Interviewer: Can you explain jazz?

Yogi: I can’t, but I will. 90% of all jazz is half improvisation. The other half is the part people play while others are playing something they never played with anyone who played that part. So if you play the wrong part, it’s right. If you play the right part, it might be right if you play it wrong enough. But if you play it too right, it’s wrong.

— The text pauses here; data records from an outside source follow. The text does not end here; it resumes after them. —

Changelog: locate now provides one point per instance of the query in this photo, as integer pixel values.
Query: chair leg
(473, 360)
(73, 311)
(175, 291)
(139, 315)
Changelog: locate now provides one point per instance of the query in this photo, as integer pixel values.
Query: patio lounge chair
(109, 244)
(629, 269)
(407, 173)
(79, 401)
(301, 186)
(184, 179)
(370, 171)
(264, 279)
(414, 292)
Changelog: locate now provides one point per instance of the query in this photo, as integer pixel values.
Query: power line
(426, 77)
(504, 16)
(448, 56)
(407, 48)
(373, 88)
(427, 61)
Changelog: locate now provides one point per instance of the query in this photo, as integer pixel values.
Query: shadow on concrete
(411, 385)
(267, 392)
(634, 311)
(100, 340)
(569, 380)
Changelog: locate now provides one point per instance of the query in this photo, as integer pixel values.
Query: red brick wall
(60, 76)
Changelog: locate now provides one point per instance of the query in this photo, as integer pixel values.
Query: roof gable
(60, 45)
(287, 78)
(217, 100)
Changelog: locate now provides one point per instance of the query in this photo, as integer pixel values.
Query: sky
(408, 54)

Interviewer: I don’t understand.

Yogi: Anyone who understands jazz knows that you can’t understand it. It’s too complicated. That’s what’s so simple about it.

Interviewer: Do you understand it?

Yogi: No. That’s why I can explain it. If I understood it, I wouldn’t know anything about it.

Interviewer: Are there any great jazz players alive today?

Yogi: No. All the great jazz players alive today are dead. Except for the ones that are still alive. But so many of them are dead, that the ones that are still alive are dying to be like the ones that are dead. Some would kill for it.

Interviewer: What is syncopation?

Yogi: That’s when the note that you should hear now happens either before or after you hear it. In jazz, you don’t hear notes when they happen because that would be some other type of music. Other types of music can be jazz, but only if they’re the same as something different from those other kinds.

Interviewer: Now I really don’t understand.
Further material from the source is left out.